Today, Aimee Betro, 45, an American woman from Wisconsin, was convicted in the failed assassination attempt against Ali.
A jury in a court in Birmingham found her guilty of conspiracy to murder, firearm possession, and importing ammunition after a three-week trial.
Prosecutors say the botched attack, on September 7, 2019, was the culmination of a feud between two families in England’s Midlands region that had started the previous year with a fistfight in a Birmingham clothing store owned by Ali’s father.
In that episode, Mohammed Aslam, 56, and his son Mohammed Nazir, 31, were injured.
In the aftermath, they decided to exact revenge through a murder plot targeting Ali’s father or other members of the family, the police said. The assassin they chose was far from local.
Betro, who is from the city of West Allis, about 10km outside Milwaukee, had struck up an online relationship with Nazir and previously had visited him in 2018.
Nazir and his father were sentenced for their part in the plot last November, with Aslam receiving a 10-year prison sentence and Nazir 32 years for offences including conspiracy to murder.
By then, investigators had already identified Betro as the shooter and had launched an international search.
Security camera footage and data from the three plotters’ mobile phones showed that Betro had arrived in Britain on a flight that landed at Manchester Airport on August 22, 2019.

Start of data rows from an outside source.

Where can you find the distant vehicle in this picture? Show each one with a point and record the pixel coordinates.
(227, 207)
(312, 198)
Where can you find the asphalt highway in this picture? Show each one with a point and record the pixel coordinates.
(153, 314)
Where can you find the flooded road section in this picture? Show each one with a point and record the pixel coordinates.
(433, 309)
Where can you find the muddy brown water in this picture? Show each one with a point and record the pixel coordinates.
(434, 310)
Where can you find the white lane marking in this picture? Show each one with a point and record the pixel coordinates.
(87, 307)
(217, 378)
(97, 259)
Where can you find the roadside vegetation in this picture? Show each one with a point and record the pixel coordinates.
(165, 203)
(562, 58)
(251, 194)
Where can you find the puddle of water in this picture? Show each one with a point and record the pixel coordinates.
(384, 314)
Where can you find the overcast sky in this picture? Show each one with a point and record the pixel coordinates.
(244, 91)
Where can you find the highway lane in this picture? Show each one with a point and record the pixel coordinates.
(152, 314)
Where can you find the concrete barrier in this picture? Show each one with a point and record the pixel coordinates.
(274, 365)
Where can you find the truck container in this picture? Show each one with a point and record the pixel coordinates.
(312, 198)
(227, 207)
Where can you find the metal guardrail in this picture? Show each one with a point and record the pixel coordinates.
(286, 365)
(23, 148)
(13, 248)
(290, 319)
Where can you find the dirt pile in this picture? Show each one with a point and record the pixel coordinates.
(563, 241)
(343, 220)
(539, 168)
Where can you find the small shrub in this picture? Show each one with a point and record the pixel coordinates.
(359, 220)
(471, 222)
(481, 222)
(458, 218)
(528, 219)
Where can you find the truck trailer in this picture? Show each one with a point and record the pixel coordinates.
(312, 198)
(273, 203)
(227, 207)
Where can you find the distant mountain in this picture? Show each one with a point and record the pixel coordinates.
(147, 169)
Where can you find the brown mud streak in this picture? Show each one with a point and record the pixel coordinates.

Alastair Orencas, a detective from West Midlands Police, said Betro initially passed herself off as a tourist, “posting pictures and video of landmarks such as the London Eye”.
But the whole time, he said, “her real purpose was to commit murder”.
Preparations intensified on September 4, 2019, when Betro met Nazir in his hometown, Derby, 65km north of the Ali family’s house.
A video recorded on Nazir’s mobile phone showed a gun being test-fired in a wasteland near a main road.
The weapon jammed during filming, prosecutors said, just as it would in the assassination attempt three days later.
On the morning of September 7, 2019, Betro left her hotel wearing a summer dress and went to purchase a second-hand Mercedes E240 that would become her getaway vehicle, using a false name, “Becky Booth”.
Later that day, the car was recorded by closed-circuit security cameras driving repeatedly past the victim’s home in a convoy with Nazir’s red Volvo.
As darkness started to fall, Betro’s co-conspirators left. She parked the Mercedes and covered her face with a niqab, a type of Islamic veil. Then she lay in wait until Ali arrived home at 8.10pm.
After her failed first attempt, Betro drove away, later abandoning the Mercedes and changing her clothes, prosecutors said. She returned to Ali’s house in a taxi shortly after midnight.
She ordered the cab to wait some distance from the house. Then she opened fire on Ali’s home, sending three bullets flying through its front windows, into the living room and an upstairs bedroom. Nobody was hit.
After Betro returned to the taxi, she sent Ali’s father taunting messages. “Where are you hiding,” she wrote, and, “Stop playing hide ‘n’ seek you’re lucky it jammed.”
Betro left Britain hours after the shooting, and Nazir joined her in the United States three days later.
Prosecutors said that the pair then attempted to frame another man for attempted assassination, mailing him ammunition and gun components from Illinois under a false name and tipping off the British police.
Nazir was arrested when he returned to Britain on October 13, 2019. Betro remained on the run for five years.
She was tracked down in Armenia last summer and extradited to England. She will be sentenced on August 21.
Sidaway, the prosecutor, said the conviction was the “culmination of years of hard work doggedly pursuing Betro across countries and borders”.
No payments to Betro were ever found, and the reason for her agreeing to carry out the hit – which she denied any involvement in – remains a mystery.
“Only she knows what truly motivated her,” Sidaway said, “or what she sought to gain from becoming embroiled in a crime that meant she travelled hundreds of miles from Wisconsin to Birmingham, to execute an attack on a man she did not know”.